Choop's eschewed terseness in favour of writing good clear code.


Next up is Mingo's answer. I clearly spoke too soon before as he's stuck with CFML too. He's taken the reduce route, similar to my approach:

  arrayOfStrings = [ 'a', 'at', 'cat', 'scat', 'catch' ];
  regex = '.+at';
  writeOutput( arrayOfStrings.reduce( function( result='', item ){ return len( result ) ? result : item.reFind( regex ) ? item : ''; } ) );

Adam Tuttle made a knowing comment against this one:

I thought about nested ternaries too but figured Adam would chastise me for it. ;)
And yer bloody right! ;-)

I'm all good for a single ternary expression, but as soon as there's more than one... I think everyone's getting confused pretty quickly?

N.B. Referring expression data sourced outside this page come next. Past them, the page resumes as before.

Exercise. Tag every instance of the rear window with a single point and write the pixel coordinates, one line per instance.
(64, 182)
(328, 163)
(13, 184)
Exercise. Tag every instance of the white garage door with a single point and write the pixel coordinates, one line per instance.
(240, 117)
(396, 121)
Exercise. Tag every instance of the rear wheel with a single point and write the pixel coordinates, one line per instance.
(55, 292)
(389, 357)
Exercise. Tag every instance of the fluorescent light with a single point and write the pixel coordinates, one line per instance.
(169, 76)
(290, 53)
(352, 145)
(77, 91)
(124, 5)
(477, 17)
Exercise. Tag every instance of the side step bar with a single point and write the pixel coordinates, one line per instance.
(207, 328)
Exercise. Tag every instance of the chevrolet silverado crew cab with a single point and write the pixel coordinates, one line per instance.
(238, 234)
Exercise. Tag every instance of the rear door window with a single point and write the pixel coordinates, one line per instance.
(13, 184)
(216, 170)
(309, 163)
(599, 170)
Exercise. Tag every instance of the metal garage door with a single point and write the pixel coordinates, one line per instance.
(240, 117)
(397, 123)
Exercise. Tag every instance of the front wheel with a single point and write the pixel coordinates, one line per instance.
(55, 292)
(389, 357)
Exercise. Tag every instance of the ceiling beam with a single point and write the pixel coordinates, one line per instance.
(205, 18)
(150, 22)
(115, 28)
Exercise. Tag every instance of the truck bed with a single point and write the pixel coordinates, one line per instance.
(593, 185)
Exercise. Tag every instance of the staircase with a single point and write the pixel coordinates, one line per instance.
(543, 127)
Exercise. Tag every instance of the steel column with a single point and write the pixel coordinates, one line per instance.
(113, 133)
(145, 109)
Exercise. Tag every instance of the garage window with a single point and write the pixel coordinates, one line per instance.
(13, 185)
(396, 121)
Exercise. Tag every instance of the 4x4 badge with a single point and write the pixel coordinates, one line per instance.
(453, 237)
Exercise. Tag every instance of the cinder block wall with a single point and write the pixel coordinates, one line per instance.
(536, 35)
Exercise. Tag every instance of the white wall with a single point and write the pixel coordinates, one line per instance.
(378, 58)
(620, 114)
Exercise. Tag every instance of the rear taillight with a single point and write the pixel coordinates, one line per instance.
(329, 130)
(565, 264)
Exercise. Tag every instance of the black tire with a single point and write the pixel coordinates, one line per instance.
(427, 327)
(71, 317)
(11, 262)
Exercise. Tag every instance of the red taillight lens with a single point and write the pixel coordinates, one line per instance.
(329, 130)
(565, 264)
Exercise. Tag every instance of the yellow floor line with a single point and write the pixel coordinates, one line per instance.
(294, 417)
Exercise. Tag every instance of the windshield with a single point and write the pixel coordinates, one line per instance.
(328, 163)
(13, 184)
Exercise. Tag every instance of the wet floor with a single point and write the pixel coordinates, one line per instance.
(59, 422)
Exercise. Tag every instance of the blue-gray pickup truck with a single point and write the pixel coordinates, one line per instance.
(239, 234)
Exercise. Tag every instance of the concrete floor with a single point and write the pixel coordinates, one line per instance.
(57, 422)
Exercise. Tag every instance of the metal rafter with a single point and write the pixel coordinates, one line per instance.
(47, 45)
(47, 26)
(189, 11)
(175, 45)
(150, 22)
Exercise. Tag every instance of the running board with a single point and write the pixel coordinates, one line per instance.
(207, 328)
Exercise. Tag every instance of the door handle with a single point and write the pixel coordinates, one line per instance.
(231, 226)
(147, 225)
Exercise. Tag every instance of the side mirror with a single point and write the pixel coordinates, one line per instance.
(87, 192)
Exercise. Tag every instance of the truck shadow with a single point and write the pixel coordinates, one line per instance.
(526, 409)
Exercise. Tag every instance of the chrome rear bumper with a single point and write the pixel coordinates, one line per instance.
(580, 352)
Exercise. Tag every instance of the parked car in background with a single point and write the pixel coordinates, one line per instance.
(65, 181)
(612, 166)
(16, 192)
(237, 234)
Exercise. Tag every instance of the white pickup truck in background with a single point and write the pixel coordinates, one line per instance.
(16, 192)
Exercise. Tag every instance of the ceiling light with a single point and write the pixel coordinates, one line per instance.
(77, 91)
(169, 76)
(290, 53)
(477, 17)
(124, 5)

And indeed Adam's own JavaScript entry is up next. Props for using ES2015 constructs. I especially like how it can now do interpolated strings. Like CFML has been doing for about 20yrs.

"use strict"

function firstMatch ( pattern, data ) {
  return data.reduce( ( prev, curr ) => {
      if ( prev.length > 0 ) { return prev }
      if ( pattern.test( curr ) ) { return curr }
      return prev
  }, '')

const pattern = /.+at/
let data = ['a', 'at', 'cat', 'scat', 'catch']

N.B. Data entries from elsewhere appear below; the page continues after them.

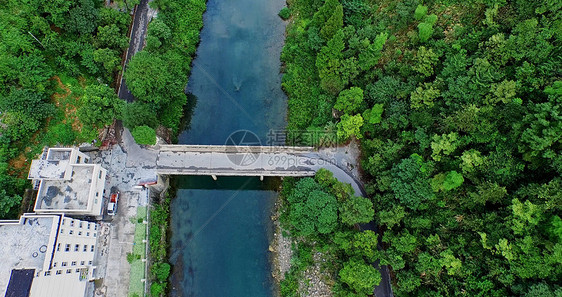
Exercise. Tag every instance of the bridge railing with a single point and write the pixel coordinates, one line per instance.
(235, 149)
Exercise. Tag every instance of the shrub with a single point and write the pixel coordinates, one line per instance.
(285, 13)
(156, 289)
(420, 12)
(161, 271)
(144, 135)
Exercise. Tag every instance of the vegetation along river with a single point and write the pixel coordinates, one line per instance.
(221, 229)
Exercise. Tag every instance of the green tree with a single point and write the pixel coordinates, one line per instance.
(108, 58)
(425, 61)
(161, 271)
(144, 135)
(333, 24)
(23, 112)
(317, 214)
(110, 36)
(373, 115)
(359, 276)
(83, 18)
(139, 114)
(154, 78)
(421, 12)
(100, 105)
(349, 100)
(424, 96)
(356, 210)
(350, 126)
(410, 183)
(331, 66)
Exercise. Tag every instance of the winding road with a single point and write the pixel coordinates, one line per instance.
(136, 43)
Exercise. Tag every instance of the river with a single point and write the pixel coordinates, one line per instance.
(221, 229)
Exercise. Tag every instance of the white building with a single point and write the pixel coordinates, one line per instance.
(47, 255)
(67, 183)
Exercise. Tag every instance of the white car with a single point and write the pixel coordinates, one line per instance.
(112, 205)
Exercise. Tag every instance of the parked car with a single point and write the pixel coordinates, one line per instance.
(112, 205)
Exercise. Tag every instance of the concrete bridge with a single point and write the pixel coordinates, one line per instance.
(215, 161)
(221, 160)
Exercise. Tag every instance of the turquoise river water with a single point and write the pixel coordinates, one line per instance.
(221, 229)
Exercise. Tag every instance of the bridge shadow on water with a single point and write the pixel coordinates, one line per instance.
(204, 182)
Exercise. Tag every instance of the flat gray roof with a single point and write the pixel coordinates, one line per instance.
(24, 246)
(59, 154)
(69, 194)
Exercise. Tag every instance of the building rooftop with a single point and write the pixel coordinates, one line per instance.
(71, 194)
(48, 169)
(58, 154)
(24, 245)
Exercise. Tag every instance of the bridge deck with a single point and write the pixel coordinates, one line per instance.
(235, 161)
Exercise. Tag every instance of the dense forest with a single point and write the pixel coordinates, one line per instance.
(58, 63)
(158, 74)
(457, 105)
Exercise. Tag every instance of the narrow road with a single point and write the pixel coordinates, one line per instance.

console.log( `the answer is: ${firstMatch( pattern, data )}` )

His logic is very similar to my own reduce example too. (Oh, I needed to add "use strict" to that code to get it to run on my node install. Not sure why... it might be old).

As I am writing this up, I have noticed two entries stuck in my moderation queue. Sorry about that.

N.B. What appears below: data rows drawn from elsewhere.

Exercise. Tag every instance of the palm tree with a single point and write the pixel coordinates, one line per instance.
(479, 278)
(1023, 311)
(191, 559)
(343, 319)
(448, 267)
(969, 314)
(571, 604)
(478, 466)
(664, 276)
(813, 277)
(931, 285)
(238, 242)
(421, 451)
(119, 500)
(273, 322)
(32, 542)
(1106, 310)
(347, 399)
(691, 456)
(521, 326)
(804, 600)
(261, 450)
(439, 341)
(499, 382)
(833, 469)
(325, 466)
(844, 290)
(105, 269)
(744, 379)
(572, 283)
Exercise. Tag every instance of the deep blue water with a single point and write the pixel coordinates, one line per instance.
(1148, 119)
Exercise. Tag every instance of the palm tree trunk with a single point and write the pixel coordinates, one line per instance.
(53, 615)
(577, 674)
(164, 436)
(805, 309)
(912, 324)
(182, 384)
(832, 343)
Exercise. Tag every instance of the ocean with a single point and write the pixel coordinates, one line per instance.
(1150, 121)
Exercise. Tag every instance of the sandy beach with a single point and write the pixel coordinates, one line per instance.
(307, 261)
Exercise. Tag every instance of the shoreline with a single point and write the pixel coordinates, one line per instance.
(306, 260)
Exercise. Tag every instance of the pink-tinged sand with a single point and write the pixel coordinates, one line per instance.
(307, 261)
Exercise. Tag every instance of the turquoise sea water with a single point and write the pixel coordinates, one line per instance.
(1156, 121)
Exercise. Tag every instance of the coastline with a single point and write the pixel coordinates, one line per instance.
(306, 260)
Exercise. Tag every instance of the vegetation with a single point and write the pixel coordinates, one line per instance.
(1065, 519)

Here's Eric's CFML answer:

    function first( arr, predicate, defaultValue ) {
        if ( arrayIsEmpty( arr ) ) {
            if ( ! isNull( defaultValue ) ) {
                return defaultValue;

            throw( "Cannot return the result because the array is either empty or no value matched the predicate with no default value provided." );

        if ( isNull( predicate ) ) {
            return arr[ 1 ];
        } else {
            arguments.arr = arr.filter( predicate );
            structDelete( arguments, "predicate" );
            return first( argumentCollection = arguments );
    answer = first( ['a', 'at', 'cat', 'scat', 'catch'], function( str ) {
        return reFind( '.+at', str );
    } );
    writeOutput( answer );

Good to see some validation going on in there. I also really like how his own function takes a callback to do the check for what constitutes a match. Bloody nice that.

Quan Tran

Coincidentally the most interesting answer is the last one (it would not have been last had it not got stuck in the moderation queue, that said). Here's Quan Tran's recursive CFML answer:

// http://blog.adamcameron.me/2016/08/code-quiz.html
function regexSearchArray(regexString,arrStrings){
    var localArrStrings = arrStrings;
    if (not arrayLen(localArrStrings))
    else if (refind(regexString, localArrStrings[1]))
        return localArrStrings[1];
        return regexSearchArray(regexString,localArrStrings);
arrStrings = ['a', 'at', 'cat', 'scat', 'catch'];

That is a very inventive way of getting around my "no loop statements" rule. Very impressed.

That's quite a few entries for a wee code puzzle on this blog (the readership of which has pretty much died since I moved from CFML, even allowing for the distinct lack of content recently). So thanks for that.

I think all these answers had merit and discussion points and had something interesting about them. I like how terse Jesse and others managed to get their answers. I liked how Isaiah used Ruby instead of the usual suspects (for this blog, anyhow... not much Ruby going on around here). I especially like how Ryan provided more tests.

But the winner is Quan Tran with his recursive solution. It might not be the most performant, but it's def the most interesting.

Cheers all. I have a few other dumb-arse quiz questions I might continue to ask. We'll see.